Did my first route with the newest version 3785. All I can say is I wish ALL routes were this smooth and well done.
My shortest route mile wise and got them all dropped within an 1 1/2 hours. Total time was 2 1/4 hours from pickup to completed.
28 route miles, 50 packages. 
Route was logical and I didn't even need to do any manual routing and no returns to where I started or delivered already. So, i'm giving this one a thumbs up. 
It's a KEEPER!


----------



## Shangsta (Aug 15, 2016)

CarmenFlexDriver said:


> Did my first route with the newest version 3785. All I can say is I wish ALL routes were this smooth and well done.
> My shortest route mile wise and got them all dropped within an 1 1/2 hours. Total time was 2 1/4 hours from pickup to completed.
> 28 route miles, 50 packages.
> Route was logical and I didn't even need to do any manual routing and no returns to where I started or delivered already. So, i'm giving this one a thumbs up.
> It's a KEEPER!


Pretty great? Praying they don't change it just 'cuz and ruin a good thing.


----------



## MoMoney$ (Aug 24, 2016)

CarmenFlexDriver said:


> Did my first route with the newest version 3785. All I can say is I wish ALL routes were this smooth and well done.
> My shortest route mile wise and got them all dropped within an 1 1/2 hours. Total time was 2 1/4 hours from pickup to completed.
> 28 route miles, 50 packages.
> Route was logical and I didn't even need to do any manual routing and no returns to where I started or delivered already. So, i'm giving this one a thumbs up.
> It's a KEEPER!


Great to hear! I upgraded as well and so far so good!


----------



## CarmenFlexDriver (Jun 21, 2016)

We'll see how today's route goes but grabbing blocks is working much better in this version as well. Let's hope it's not a fluke and if it is working well they don't BREAK it on the next update!


----------



## miauber1x831 (May 5, 2016)

CarmenFlexDriver said:


> We'll see how today's route goes but grabbing blocks is working much better in this version as well. Let's hope it's not a fluke and if it is working well they don't BREAK it on the next update!


Not for me.
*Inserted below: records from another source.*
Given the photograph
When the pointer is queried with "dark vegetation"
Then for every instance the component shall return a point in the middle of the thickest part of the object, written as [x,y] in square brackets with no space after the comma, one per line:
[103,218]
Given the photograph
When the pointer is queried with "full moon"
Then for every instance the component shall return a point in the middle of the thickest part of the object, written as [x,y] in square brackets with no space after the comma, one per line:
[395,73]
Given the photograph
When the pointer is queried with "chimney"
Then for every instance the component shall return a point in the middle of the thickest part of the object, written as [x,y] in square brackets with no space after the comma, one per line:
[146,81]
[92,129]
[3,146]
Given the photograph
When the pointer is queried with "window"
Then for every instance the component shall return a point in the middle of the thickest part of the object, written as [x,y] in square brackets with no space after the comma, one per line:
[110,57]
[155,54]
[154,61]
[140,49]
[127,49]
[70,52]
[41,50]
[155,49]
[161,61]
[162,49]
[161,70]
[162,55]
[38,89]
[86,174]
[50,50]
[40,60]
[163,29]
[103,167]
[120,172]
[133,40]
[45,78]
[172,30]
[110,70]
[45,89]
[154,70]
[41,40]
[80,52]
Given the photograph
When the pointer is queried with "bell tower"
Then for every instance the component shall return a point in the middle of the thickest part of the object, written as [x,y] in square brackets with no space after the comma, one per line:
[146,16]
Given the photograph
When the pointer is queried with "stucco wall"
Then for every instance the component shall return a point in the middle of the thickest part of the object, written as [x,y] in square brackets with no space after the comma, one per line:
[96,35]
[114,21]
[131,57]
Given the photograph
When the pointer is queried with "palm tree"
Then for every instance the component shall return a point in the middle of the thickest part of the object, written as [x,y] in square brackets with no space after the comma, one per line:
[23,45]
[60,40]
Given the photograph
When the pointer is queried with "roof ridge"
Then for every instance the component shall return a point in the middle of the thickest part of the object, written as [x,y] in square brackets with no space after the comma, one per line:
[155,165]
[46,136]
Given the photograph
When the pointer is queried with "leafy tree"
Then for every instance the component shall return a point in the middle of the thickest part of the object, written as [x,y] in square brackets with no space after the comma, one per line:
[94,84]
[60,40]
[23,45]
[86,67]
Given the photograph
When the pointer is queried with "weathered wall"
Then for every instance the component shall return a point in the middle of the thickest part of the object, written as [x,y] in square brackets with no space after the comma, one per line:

Every time I try to grab a block at 10 pm now the app freezes.


----------



## CarmenFlexDriver (Jun 21, 2016)

miauber1x831 said:


> Not for me. Every time I try to grab a block at 10 pm now the app freezes.


 That's why I tell everyone that once you find a good, stable version that works on your phone to try to keep a copy to fall back on. I have a version of 3459 if you want to give it a shot. I can send a link for the download. 
This new version glitched on me the first night but after that i've gotten blocks every night since as well as last night. 
Also, writing support to tell them this new version doesn't work on your phone sometimes get's you a different version.


----------



## CarmenFlexDriver (Jun 21, 2016)

Ok.......I take back most of what I said of the new update! The 10pm grab seems to be working well. Had one route that was CAKE.....today the route was the total opposite! Terrible routing and lot's of miles. 52 miles again???? For just 31 packages. Ridiculous! 
Oh well......have no clue how one day it works fine the next it's a nightmare!? I guess to keep us on our toes?

Then on top of that......had to flatbed my vehicle home 20 miles as my alternator went on me! Ah.....the life of an Amazon DP! Sometimes you eat the bear, sometimes the bear eats you!


----------



## Shangsta (Aug 15, 2016)

CarmenFlexDriver said:


> Ok.......I take back most of what I said of the new update! The 10pm grab seems to be working well. Had one route that was CAKE.....today the route was the total opposite! Terrible routing and lot's of miles. 52 miles again???? For just 31 packages. Ridiculous!
> Oh well......have no clue how one day it works fine the next it's a nightmare!? I guess to keep us on our toes?
> 
> Then on top of that......had to flatbed my vehicle home 20 miles as my alternator went on me! Ah.....the life of an Amazon DP! Sometimes you eat the bear, sometimes the bear eats you!


Whew I just had a block like yours. Tip for your fellow drivers.

When you are doing packages with the same package ID (the two letters and four numbers inside the square that say what region they are in) your packages should be within five minutes of one another. I had one randomly 15 minutes away in the same "area" ran then address with Waze and Google Maps and it was only one minute away.

The amazon app was taking me to the wrong address.

The package said 123rd Fake Ave SE
But the app said 123 Fake Ave SE.

That simple mistake of the app leaving off "rd" was going to take me 15 minutes off course. If your next delivery is far away and they are in the same group! Double check!


----------